The board accepted emailed comments this week, and said it got more than 300.

It set aside 90 minutes for public comments by phone on Wednesday. Then it went into a two-hour, private executive session.

‘You need more production. You need more leases.’

Shortly before 8 p.m., the public meeting resumed.

Board member Anna MacKinnon, a former state legislator, defended AIDEA’s timeline.

She said the federal Bureau of Land Management didn’t post the details of the coastal plain lease sale until early December.

And in the days following, she said, conversations ramped up about AIDEA bidding on the leases because of opinion columns written by former Alaska Govs. Bill Walker and Frank Murkowski.

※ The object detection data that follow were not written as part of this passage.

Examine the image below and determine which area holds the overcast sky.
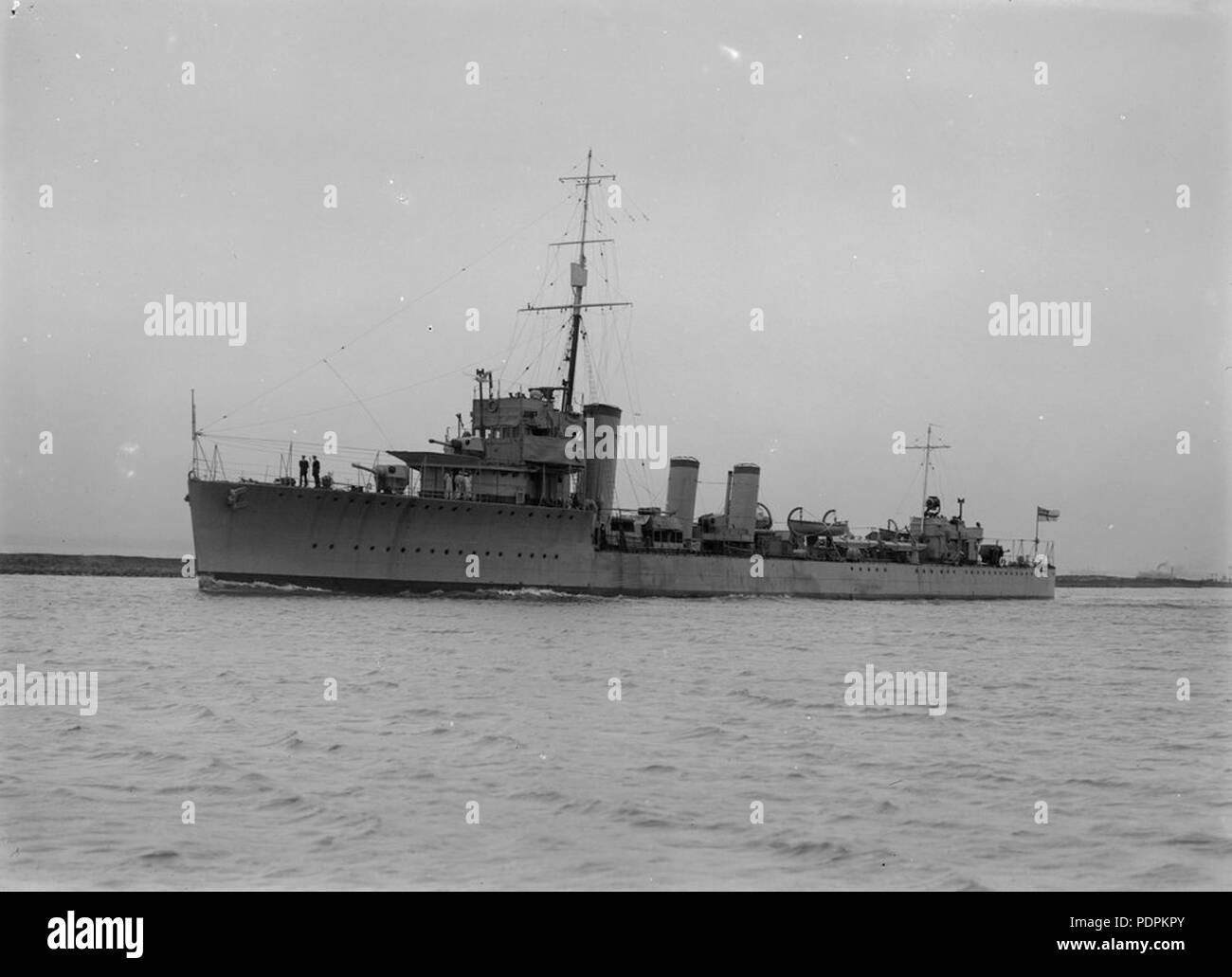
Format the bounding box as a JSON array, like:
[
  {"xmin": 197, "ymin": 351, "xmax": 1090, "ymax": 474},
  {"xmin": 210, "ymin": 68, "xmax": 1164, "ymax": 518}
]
[{"xmin": 0, "ymin": 0, "xmax": 1232, "ymax": 574}]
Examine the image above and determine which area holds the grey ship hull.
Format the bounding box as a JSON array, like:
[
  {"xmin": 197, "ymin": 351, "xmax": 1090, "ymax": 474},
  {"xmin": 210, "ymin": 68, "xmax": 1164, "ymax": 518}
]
[{"xmin": 189, "ymin": 478, "xmax": 1056, "ymax": 600}]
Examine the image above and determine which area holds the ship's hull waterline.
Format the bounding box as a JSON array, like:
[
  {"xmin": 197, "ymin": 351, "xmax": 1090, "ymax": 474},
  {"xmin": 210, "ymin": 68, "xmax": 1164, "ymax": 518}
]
[{"xmin": 189, "ymin": 478, "xmax": 1056, "ymax": 600}]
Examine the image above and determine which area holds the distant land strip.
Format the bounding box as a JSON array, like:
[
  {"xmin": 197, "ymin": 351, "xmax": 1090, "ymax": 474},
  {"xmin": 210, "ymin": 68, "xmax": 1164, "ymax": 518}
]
[
  {"xmin": 0, "ymin": 553, "xmax": 1232, "ymax": 587},
  {"xmin": 0, "ymin": 553, "xmax": 184, "ymax": 576}
]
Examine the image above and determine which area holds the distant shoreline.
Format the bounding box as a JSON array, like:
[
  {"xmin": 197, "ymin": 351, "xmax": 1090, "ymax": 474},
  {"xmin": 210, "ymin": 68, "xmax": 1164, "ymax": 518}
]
[{"xmin": 0, "ymin": 553, "xmax": 1232, "ymax": 588}]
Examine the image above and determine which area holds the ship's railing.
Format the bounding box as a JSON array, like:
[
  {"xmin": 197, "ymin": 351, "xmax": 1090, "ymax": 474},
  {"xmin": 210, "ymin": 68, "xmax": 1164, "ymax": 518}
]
[{"xmin": 803, "ymin": 526, "xmax": 1055, "ymax": 567}]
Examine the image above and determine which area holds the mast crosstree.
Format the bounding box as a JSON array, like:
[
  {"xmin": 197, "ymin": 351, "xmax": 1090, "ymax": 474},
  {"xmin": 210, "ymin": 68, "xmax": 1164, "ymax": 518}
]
[{"xmin": 907, "ymin": 424, "xmax": 961, "ymax": 516}]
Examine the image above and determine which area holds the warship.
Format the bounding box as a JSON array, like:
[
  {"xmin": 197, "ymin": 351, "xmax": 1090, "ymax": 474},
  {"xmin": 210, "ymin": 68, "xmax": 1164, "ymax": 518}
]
[{"xmin": 185, "ymin": 153, "xmax": 1057, "ymax": 600}]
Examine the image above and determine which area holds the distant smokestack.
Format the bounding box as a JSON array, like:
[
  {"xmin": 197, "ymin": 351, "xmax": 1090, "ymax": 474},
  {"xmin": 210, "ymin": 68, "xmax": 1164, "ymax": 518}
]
[
  {"xmin": 727, "ymin": 464, "xmax": 761, "ymax": 536},
  {"xmin": 582, "ymin": 404, "xmax": 620, "ymax": 516},
  {"xmin": 668, "ymin": 459, "xmax": 701, "ymax": 534}
]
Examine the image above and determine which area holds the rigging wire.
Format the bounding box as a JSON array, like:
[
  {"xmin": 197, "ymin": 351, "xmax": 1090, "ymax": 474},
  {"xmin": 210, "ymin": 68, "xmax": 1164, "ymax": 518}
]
[{"xmin": 206, "ymin": 194, "xmax": 571, "ymax": 427}]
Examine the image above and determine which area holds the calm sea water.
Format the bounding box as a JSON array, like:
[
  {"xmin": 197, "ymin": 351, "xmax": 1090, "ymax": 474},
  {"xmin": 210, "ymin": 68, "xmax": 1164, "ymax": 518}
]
[{"xmin": 0, "ymin": 576, "xmax": 1232, "ymax": 890}]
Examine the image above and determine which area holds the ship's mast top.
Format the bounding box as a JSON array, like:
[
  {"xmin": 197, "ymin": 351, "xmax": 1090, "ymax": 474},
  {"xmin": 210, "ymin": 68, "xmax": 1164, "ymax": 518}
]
[
  {"xmin": 907, "ymin": 424, "xmax": 950, "ymax": 518},
  {"xmin": 561, "ymin": 149, "xmax": 616, "ymax": 413}
]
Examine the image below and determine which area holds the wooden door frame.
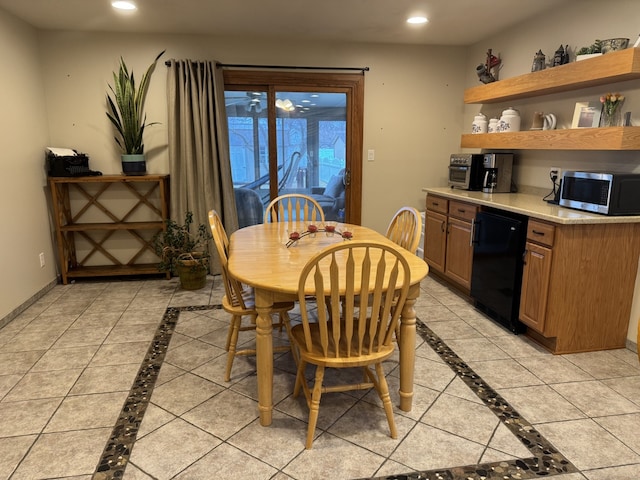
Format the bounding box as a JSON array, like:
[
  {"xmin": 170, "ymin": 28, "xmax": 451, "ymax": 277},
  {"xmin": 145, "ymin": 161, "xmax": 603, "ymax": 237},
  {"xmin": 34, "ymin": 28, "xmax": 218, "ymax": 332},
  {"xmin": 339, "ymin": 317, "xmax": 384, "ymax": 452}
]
[{"xmin": 223, "ymin": 68, "xmax": 364, "ymax": 225}]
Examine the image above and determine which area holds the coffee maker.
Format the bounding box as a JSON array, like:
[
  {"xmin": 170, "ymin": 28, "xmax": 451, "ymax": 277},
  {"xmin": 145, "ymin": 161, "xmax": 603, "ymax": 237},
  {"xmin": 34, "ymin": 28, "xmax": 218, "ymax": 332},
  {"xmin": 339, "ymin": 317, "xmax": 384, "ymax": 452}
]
[{"xmin": 482, "ymin": 153, "xmax": 513, "ymax": 193}]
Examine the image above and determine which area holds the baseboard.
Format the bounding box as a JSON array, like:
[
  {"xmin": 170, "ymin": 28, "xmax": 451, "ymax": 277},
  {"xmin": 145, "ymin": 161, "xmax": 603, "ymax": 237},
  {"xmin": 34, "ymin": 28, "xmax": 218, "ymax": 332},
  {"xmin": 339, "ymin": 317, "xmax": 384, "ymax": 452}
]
[{"xmin": 0, "ymin": 278, "xmax": 58, "ymax": 328}]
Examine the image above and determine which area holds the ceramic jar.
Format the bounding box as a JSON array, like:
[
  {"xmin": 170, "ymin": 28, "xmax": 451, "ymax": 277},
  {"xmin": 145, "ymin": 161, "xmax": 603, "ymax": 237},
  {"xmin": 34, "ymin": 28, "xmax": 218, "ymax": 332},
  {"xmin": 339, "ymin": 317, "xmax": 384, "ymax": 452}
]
[
  {"xmin": 499, "ymin": 107, "xmax": 520, "ymax": 132},
  {"xmin": 471, "ymin": 113, "xmax": 487, "ymax": 133}
]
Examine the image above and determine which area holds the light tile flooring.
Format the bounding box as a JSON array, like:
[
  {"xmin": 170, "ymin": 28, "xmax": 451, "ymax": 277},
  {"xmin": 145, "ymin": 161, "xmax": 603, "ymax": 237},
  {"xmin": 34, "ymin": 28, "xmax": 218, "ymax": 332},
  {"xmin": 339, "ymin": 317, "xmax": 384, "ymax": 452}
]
[{"xmin": 0, "ymin": 278, "xmax": 640, "ymax": 480}]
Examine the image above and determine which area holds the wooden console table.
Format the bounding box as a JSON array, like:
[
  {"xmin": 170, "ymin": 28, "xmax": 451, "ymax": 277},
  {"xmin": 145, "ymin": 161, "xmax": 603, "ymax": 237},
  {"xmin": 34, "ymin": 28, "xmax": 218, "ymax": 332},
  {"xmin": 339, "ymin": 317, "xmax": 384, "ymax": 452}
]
[{"xmin": 49, "ymin": 175, "xmax": 169, "ymax": 284}]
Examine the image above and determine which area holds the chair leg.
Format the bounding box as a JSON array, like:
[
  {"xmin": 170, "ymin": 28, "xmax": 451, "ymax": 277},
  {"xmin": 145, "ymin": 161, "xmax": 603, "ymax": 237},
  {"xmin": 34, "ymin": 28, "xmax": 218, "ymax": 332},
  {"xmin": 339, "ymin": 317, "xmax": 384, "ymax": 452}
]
[
  {"xmin": 292, "ymin": 360, "xmax": 307, "ymax": 398},
  {"xmin": 305, "ymin": 365, "xmax": 324, "ymax": 449},
  {"xmin": 224, "ymin": 315, "xmax": 242, "ymax": 382},
  {"xmin": 280, "ymin": 312, "xmax": 300, "ymax": 367},
  {"xmin": 376, "ymin": 363, "xmax": 398, "ymax": 438}
]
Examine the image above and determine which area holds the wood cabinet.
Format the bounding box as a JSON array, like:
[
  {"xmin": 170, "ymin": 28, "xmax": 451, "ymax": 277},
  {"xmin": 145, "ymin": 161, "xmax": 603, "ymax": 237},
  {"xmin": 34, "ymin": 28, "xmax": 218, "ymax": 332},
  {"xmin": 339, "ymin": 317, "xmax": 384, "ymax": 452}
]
[
  {"xmin": 424, "ymin": 195, "xmax": 478, "ymax": 290},
  {"xmin": 461, "ymin": 48, "xmax": 640, "ymax": 150},
  {"xmin": 520, "ymin": 220, "xmax": 640, "ymax": 353},
  {"xmin": 520, "ymin": 220, "xmax": 555, "ymax": 334},
  {"xmin": 49, "ymin": 175, "xmax": 169, "ymax": 284}
]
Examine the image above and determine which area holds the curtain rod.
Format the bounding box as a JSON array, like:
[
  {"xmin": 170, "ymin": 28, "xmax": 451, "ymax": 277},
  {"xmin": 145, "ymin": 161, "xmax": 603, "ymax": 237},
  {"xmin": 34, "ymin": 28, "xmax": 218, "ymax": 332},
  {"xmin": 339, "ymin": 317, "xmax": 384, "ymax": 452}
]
[{"xmin": 164, "ymin": 60, "xmax": 369, "ymax": 73}]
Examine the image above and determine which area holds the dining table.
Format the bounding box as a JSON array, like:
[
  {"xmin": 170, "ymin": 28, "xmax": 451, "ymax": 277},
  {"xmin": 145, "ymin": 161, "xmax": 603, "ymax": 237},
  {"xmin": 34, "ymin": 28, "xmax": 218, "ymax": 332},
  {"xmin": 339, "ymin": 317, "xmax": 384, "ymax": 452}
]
[{"xmin": 228, "ymin": 221, "xmax": 428, "ymax": 426}]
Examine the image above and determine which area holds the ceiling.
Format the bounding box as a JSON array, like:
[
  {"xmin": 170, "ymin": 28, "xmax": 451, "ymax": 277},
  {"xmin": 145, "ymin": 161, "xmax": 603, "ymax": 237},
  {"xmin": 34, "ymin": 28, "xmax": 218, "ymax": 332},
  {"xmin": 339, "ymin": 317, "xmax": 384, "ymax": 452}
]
[{"xmin": 0, "ymin": 0, "xmax": 579, "ymax": 46}]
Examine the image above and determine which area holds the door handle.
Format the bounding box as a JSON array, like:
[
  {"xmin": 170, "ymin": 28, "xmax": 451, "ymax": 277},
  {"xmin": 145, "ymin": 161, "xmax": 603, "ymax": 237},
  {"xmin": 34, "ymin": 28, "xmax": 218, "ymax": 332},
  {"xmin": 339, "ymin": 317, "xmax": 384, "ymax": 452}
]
[{"xmin": 469, "ymin": 218, "xmax": 476, "ymax": 247}]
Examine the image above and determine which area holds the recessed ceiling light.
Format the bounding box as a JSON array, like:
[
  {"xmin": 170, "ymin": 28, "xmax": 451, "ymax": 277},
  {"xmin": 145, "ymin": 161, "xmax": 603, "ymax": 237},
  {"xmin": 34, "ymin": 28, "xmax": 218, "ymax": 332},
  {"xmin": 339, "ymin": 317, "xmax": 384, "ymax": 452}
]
[
  {"xmin": 407, "ymin": 16, "xmax": 429, "ymax": 25},
  {"xmin": 111, "ymin": 1, "xmax": 138, "ymax": 10}
]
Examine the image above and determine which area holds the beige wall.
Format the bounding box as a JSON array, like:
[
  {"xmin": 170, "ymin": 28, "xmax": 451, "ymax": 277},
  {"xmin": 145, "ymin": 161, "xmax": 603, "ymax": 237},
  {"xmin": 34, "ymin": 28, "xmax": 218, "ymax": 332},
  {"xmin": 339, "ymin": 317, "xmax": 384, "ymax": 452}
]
[
  {"xmin": 463, "ymin": 0, "xmax": 640, "ymax": 343},
  {"xmin": 41, "ymin": 32, "xmax": 466, "ymax": 232},
  {"xmin": 0, "ymin": 7, "xmax": 55, "ymax": 319}
]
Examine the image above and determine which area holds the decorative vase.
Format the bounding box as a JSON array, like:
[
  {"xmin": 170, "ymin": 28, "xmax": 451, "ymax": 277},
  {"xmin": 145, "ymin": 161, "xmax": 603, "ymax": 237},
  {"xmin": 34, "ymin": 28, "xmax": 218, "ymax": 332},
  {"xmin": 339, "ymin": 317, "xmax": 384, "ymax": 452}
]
[
  {"xmin": 176, "ymin": 260, "xmax": 209, "ymax": 290},
  {"xmin": 120, "ymin": 153, "xmax": 147, "ymax": 175},
  {"xmin": 600, "ymin": 108, "xmax": 622, "ymax": 127}
]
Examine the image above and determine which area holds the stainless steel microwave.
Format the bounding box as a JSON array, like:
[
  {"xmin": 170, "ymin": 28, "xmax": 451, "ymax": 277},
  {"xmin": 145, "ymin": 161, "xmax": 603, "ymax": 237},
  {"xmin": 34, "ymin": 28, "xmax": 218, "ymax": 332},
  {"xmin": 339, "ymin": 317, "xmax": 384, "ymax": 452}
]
[{"xmin": 558, "ymin": 171, "xmax": 640, "ymax": 215}]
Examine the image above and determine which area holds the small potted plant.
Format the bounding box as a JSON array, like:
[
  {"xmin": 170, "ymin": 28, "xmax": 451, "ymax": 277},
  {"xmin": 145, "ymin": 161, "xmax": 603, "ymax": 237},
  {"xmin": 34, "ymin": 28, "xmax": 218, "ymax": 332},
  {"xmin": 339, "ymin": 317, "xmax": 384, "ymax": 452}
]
[
  {"xmin": 153, "ymin": 212, "xmax": 212, "ymax": 290},
  {"xmin": 576, "ymin": 40, "xmax": 602, "ymax": 61},
  {"xmin": 107, "ymin": 50, "xmax": 165, "ymax": 175}
]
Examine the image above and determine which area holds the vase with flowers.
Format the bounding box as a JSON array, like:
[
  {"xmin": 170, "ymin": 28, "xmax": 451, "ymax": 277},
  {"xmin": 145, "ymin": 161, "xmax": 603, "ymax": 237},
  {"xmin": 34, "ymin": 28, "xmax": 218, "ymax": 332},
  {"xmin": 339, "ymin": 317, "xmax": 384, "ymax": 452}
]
[{"xmin": 600, "ymin": 93, "xmax": 624, "ymax": 127}]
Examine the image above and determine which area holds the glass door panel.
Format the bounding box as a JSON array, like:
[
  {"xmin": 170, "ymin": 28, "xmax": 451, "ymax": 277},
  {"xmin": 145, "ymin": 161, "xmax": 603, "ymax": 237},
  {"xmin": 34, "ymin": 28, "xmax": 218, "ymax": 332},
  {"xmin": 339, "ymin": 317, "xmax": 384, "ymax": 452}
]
[
  {"xmin": 275, "ymin": 91, "xmax": 347, "ymax": 220},
  {"xmin": 225, "ymin": 91, "xmax": 271, "ymax": 205}
]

At Wednesday’s meeting, Murkowski told board members the state has an “extraordinary opportunity” to buy the leases because, he argued, they’d basically be 50% off. The state gets half of the lease-sale revenue.

“The future of the state, from the standpoint of oil production, is more production,” he said. “You need more production. You need more leases.”

Murkowski has long supported opening the coastal plain to oil development, and his daughter, U.S. Sen. Lisa Murkowski, spearheaded the provision in a 2017 tax act to allow drilling there, reversing decades of protections.

Board members said ensuring oil development happens is good for the economy.

Board Chair Dana Pruhs said approving the money for the leases is also a way to protect “the sovereign rights of the state” and “40 years of everybody’s efforts to open up the coastal plain in ANWR.”

That’s because if a tract doesn’t get any bids in next month’s lease sale, then the federal government maintains control of it.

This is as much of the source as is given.